So here is the thing:
- I ran a Likert scale questionnaire that had 16 questions (n=328) and afterwards wondered if these questions 'overlapped' somehow. Therefore, I generated a correlation matrix and ran KMO and Bartlett's Tests aiming to see if a Principal Component Analysis (PCA) would be a good fit for my data and what I had in mind. The KMO and Bartlett tests came out favorably. The correlation matrix turned up to have no correlation above .6 but the number of correlations in the .1 to .5 range outnumber the ones between 0 and .1.
- So, based on these results, I ran my PCA (varimax rotation) and got back 4 components with Eigenvalues above 1. The thing is, that these only accounted for 51% of the cumulative % of variance explained.

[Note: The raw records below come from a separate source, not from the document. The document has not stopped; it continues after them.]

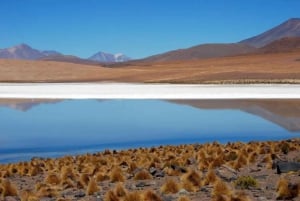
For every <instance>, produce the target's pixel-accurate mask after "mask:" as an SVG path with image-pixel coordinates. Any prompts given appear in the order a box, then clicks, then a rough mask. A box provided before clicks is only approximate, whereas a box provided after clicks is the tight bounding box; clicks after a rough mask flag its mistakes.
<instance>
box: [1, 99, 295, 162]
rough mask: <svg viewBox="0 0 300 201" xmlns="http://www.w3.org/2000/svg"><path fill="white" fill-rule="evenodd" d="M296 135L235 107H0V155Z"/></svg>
mask: <svg viewBox="0 0 300 201" xmlns="http://www.w3.org/2000/svg"><path fill="white" fill-rule="evenodd" d="M295 135H297V134H296V133H290V132H289V131H287V130H285V129H283V128H282V127H280V126H278V125H276V124H274V123H272V122H269V121H267V120H265V119H262V118H260V117H258V116H254V115H251V114H248V113H245V112H242V111H239V110H203V109H197V108H194V107H190V106H185V105H178V104H174V103H169V102H166V101H160V100H106V101H97V100H72V101H63V102H60V103H56V104H42V105H38V106H36V107H33V108H32V109H30V110H28V111H26V112H22V111H18V110H14V109H9V108H4V107H0V143H1V144H0V154H1V152H2V154H3V153H5V152H9V151H8V150H15V151H14V152H16V149H20V150H19V152H21V148H24V150H26V149H28V148H35V149H32V150H31V151H32V152H34V153H37V152H41V151H42V150H43V151H45V149H48V150H50V149H51V150H53V151H57V150H62V151H65V152H66V151H68V149H70V150H73V151H74V147H77V148H78V149H79V147H81V148H82V149H84V150H89V149H90V150H93V146H95V149H97V148H96V147H97V145H101V144H106V146H107V147H114V148H118V147H130V146H135V147H139V146H147V145H158V144H170V143H172V144H179V143H187V142H189V143H193V142H204V141H213V140H218V141H221V142H225V141H228V140H234V141H237V140H240V141H249V140H266V139H267V140H272V139H284V138H289V137H295ZM108 144H110V145H108ZM75 149H76V148H75ZM27 152H30V151H28V150H27ZM74 153H75V152H74ZM0 161H1V158H0Z"/></svg>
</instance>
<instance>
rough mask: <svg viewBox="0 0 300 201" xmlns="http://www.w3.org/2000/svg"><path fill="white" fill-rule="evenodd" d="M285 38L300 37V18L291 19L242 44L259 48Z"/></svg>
mask: <svg viewBox="0 0 300 201" xmlns="http://www.w3.org/2000/svg"><path fill="white" fill-rule="evenodd" d="M285 37H300V18H291V19H289V20H287V21H286V22H284V23H282V24H280V25H278V26H276V27H274V28H272V29H270V30H268V31H266V32H264V33H262V34H259V35H257V36H255V37H252V38H248V39H246V40H243V41H241V42H240V43H241V44H246V45H250V46H253V47H258V48H259V47H263V46H265V45H267V44H269V43H271V42H273V41H275V40H278V39H281V38H285Z"/></svg>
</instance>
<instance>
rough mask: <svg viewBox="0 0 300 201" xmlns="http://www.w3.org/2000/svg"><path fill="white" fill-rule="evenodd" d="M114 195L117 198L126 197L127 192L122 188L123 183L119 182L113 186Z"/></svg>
mask: <svg viewBox="0 0 300 201" xmlns="http://www.w3.org/2000/svg"><path fill="white" fill-rule="evenodd" d="M114 193H115V195H116V196H118V197H119V198H123V197H125V196H126V195H127V191H126V189H125V188H124V185H123V183H121V182H119V183H117V185H116V186H115V189H114Z"/></svg>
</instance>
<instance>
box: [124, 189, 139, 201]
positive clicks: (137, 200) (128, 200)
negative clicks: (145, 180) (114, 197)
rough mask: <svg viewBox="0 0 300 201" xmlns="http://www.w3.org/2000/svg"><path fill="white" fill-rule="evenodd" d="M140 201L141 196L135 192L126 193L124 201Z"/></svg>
mask: <svg viewBox="0 0 300 201" xmlns="http://www.w3.org/2000/svg"><path fill="white" fill-rule="evenodd" d="M141 200H142V196H141V194H140V193H139V192H137V191H133V192H130V193H128V194H127V195H126V196H125V199H124V201H141Z"/></svg>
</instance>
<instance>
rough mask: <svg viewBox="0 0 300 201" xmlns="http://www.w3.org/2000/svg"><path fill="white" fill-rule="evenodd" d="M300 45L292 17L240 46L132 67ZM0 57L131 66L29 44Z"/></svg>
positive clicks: (146, 57)
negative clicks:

- My next step was to try something else, I ran a new PCA this time asking for 8 components (since this would put me above the 70% of cumulative variance explained range). Now the problem I had this time was that I still had some cross-loading going on (four cases of secondary loadings above .4) and, additionally, I still couldn't really make sense of some of the components it offered me.

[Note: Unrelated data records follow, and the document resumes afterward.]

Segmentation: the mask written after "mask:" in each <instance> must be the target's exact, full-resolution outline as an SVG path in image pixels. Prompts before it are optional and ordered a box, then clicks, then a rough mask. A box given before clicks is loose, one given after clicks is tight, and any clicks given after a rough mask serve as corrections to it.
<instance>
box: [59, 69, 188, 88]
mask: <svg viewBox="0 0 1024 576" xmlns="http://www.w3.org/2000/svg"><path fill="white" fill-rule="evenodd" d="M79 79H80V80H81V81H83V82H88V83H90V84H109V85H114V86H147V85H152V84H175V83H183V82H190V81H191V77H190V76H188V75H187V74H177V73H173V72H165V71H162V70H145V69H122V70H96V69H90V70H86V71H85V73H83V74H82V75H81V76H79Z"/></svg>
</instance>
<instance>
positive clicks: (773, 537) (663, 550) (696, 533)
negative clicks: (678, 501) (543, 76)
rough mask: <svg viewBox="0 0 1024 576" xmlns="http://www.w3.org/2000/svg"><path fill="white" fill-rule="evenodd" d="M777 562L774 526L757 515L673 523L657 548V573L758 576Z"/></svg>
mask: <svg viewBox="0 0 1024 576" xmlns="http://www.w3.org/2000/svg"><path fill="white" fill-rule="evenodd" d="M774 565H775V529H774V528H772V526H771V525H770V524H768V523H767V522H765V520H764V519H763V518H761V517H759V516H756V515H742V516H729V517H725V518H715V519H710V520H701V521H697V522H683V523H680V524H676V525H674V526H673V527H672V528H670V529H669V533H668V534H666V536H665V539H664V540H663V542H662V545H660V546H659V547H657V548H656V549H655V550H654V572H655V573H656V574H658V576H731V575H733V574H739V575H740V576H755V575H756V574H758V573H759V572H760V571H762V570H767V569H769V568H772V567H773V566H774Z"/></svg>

- I kept going on experimenting with PCA's with more components and finally got an outcome with almost no cross-loadings and that I could make sense of when I asked for 11 components.
Now here is my question: given the high number of components that I had to ask for in order to achieve this outcome, is my 11 component PCA still reliable? Or should I leave it out of my research?
*BONUS more subjective (and hard) question:*
Let's say my PCA groups two variables into one same component and without cross-loading. Then, when I look at my original correlation matrix (not the PCA matrix's) I see that these two variables correlation is, in fact, only moderate at best. Now my question: Given this scenario, is it even fair to try to draw conclusions and deliberate about the possible reasons for these variable's interrelations? Because what it would seem to me is that the PCA component is telling me one thing and the original correlation matrix something else.